8.         It may be noted that the words unless proved otherwise used in the explanation to Sub-Section (7) of Section 15 of the Ordinance support the above view expressed by us that a proper determination must be made by the Banking Court by providing fair and reasonable opportunity to the lessee, or any person claiming under him, to prove that the lease in his favour is bonafide and the presumption contained in the said explanation is inapplicable in his case.
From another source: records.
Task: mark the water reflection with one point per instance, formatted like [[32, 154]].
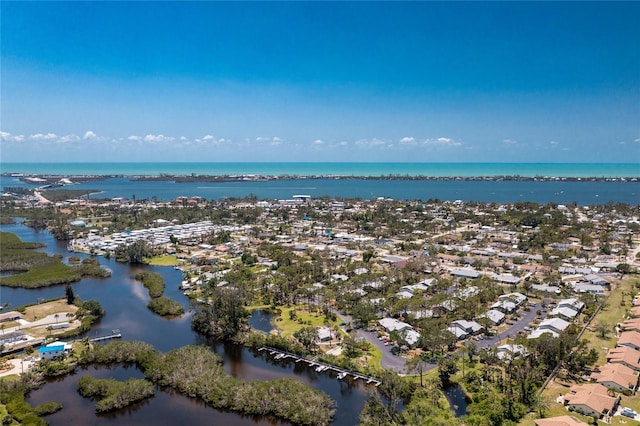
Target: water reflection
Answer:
[[126, 310]]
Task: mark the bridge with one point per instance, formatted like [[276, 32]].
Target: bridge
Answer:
[[319, 365]]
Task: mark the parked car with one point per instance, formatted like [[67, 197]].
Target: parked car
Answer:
[[628, 412]]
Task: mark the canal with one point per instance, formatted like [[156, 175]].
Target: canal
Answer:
[[124, 300]]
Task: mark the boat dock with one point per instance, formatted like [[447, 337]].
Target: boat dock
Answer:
[[319, 365], [115, 334]]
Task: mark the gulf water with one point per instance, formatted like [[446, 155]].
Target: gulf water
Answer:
[[339, 169]]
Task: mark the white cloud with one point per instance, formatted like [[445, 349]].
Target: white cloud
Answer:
[[408, 140], [8, 137], [370, 143], [276, 141], [442, 141], [158, 138], [42, 136], [69, 138]]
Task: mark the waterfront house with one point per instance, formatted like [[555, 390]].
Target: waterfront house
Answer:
[[53, 350], [10, 316], [591, 399]]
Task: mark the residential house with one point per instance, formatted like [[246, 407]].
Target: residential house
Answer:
[[616, 376], [591, 399], [465, 273], [464, 328], [583, 288], [560, 421], [631, 325], [53, 350], [630, 339], [406, 331], [10, 316], [596, 280], [634, 312], [510, 351], [553, 326], [324, 334], [625, 355], [515, 297], [546, 288], [567, 308], [507, 279], [494, 316]]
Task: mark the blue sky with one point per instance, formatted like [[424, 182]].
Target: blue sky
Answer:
[[320, 81]]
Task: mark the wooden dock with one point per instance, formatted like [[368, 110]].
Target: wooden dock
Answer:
[[108, 337], [319, 365]]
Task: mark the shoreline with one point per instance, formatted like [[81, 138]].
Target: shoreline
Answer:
[[49, 179]]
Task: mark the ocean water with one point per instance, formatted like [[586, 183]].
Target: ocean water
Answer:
[[554, 191], [319, 181], [329, 169]]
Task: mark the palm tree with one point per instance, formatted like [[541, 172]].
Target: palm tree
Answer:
[[541, 404]]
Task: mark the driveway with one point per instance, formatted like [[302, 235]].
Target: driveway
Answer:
[[389, 361], [525, 320]]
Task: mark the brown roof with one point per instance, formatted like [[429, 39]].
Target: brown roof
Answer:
[[592, 395], [626, 355], [616, 373], [632, 324], [560, 421]]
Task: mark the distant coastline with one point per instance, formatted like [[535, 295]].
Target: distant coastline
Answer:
[[207, 172], [53, 179]]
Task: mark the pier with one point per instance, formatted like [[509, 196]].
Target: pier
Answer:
[[115, 334], [319, 365]]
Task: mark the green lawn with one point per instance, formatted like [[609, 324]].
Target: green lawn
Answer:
[[166, 260], [287, 326], [613, 313]]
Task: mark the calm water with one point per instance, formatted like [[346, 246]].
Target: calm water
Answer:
[[562, 192], [124, 300], [338, 169]]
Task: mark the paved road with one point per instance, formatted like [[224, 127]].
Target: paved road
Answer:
[[389, 361], [525, 320]]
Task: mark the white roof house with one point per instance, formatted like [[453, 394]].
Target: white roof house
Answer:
[[496, 317], [469, 327], [465, 273], [408, 333], [556, 324], [583, 288], [564, 312], [458, 332], [392, 324]]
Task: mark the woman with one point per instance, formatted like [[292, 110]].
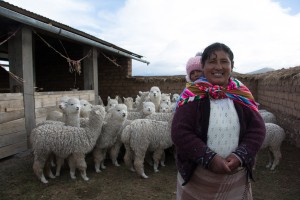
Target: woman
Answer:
[[217, 131]]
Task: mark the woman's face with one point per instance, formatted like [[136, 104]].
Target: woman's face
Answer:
[[195, 74], [217, 68]]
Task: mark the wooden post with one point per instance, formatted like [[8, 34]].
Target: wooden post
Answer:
[[95, 75], [21, 64], [90, 67]]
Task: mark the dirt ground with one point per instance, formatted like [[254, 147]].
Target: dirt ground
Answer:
[[18, 181]]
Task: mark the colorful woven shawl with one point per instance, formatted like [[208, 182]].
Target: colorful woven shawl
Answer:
[[201, 88]]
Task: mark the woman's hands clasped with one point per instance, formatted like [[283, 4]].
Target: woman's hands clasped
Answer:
[[220, 165]]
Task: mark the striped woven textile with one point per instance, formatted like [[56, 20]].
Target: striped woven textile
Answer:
[[206, 185], [201, 88]]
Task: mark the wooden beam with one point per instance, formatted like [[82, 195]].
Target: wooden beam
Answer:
[[27, 60]]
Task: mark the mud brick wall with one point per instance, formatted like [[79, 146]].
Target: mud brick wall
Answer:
[[279, 92]]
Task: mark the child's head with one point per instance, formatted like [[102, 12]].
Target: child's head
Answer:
[[193, 69]]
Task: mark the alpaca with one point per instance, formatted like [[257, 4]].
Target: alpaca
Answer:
[[85, 109], [111, 103], [273, 140], [142, 136], [56, 115], [115, 119], [155, 97], [64, 141]]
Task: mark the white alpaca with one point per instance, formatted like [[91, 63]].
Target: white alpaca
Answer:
[[71, 111], [85, 109], [165, 108], [128, 102], [268, 117], [273, 140], [155, 97], [109, 133], [148, 108], [56, 115], [72, 118], [142, 136], [175, 97], [115, 149], [111, 103], [64, 141], [160, 116], [143, 97], [165, 98], [100, 101], [136, 102]]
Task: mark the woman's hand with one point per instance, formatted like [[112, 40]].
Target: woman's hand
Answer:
[[233, 162], [219, 165]]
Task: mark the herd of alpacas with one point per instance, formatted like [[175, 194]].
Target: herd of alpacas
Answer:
[[142, 125]]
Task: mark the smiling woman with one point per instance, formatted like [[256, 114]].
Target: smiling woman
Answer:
[[217, 64], [217, 131]]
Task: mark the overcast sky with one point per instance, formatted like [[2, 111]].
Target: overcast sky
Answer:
[[261, 33]]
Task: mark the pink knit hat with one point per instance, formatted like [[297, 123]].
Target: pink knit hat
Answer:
[[194, 63]]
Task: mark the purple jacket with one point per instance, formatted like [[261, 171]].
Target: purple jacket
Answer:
[[189, 135]]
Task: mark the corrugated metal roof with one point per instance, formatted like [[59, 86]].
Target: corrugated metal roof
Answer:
[[62, 26]]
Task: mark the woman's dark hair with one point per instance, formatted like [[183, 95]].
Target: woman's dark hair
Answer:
[[208, 51]]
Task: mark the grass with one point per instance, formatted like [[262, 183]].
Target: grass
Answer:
[[18, 181]]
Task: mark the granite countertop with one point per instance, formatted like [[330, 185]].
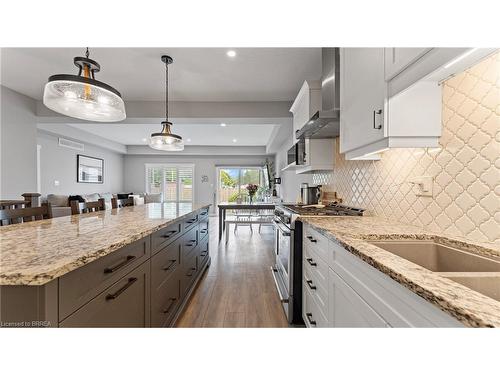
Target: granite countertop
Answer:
[[469, 307], [37, 252]]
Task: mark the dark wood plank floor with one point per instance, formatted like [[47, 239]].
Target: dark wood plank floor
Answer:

Needless to say that the above exercise cannot be undertaken or completed by the Banking Court without investigating the claim and objections made on the basis of a lease, which investigation is mandatory under Section 19(7)(a) of the Ordinance as already held by us above.

 

9.         Coming back to the present case, we have seen that the claim and objections filed by the appellant were dismissed by the learned Banking Court without any investigation, and without making any determination and/or giving any findings whatsoever that the lease of the mortgaged property was created so as to adversely affect the value thereof or to prejudice the rights and remedies of respondent No.1. In the above circumstances, the impugned order cannot be allowed to remain in the field.

 

10.       In view of the above discussion, the impugned order is hereby set aside and the application / claim and objections filed by the appellants are remanded to the learned Banking Court to decide the same in a summary manner strictly in accordance with law through a speaking order within a period of thirty (30) days from the date of first hearing after receipt of this judgment. The appeal is allowed in the above terms with no order as to costs and the pending stay application stands disposed of accordingly.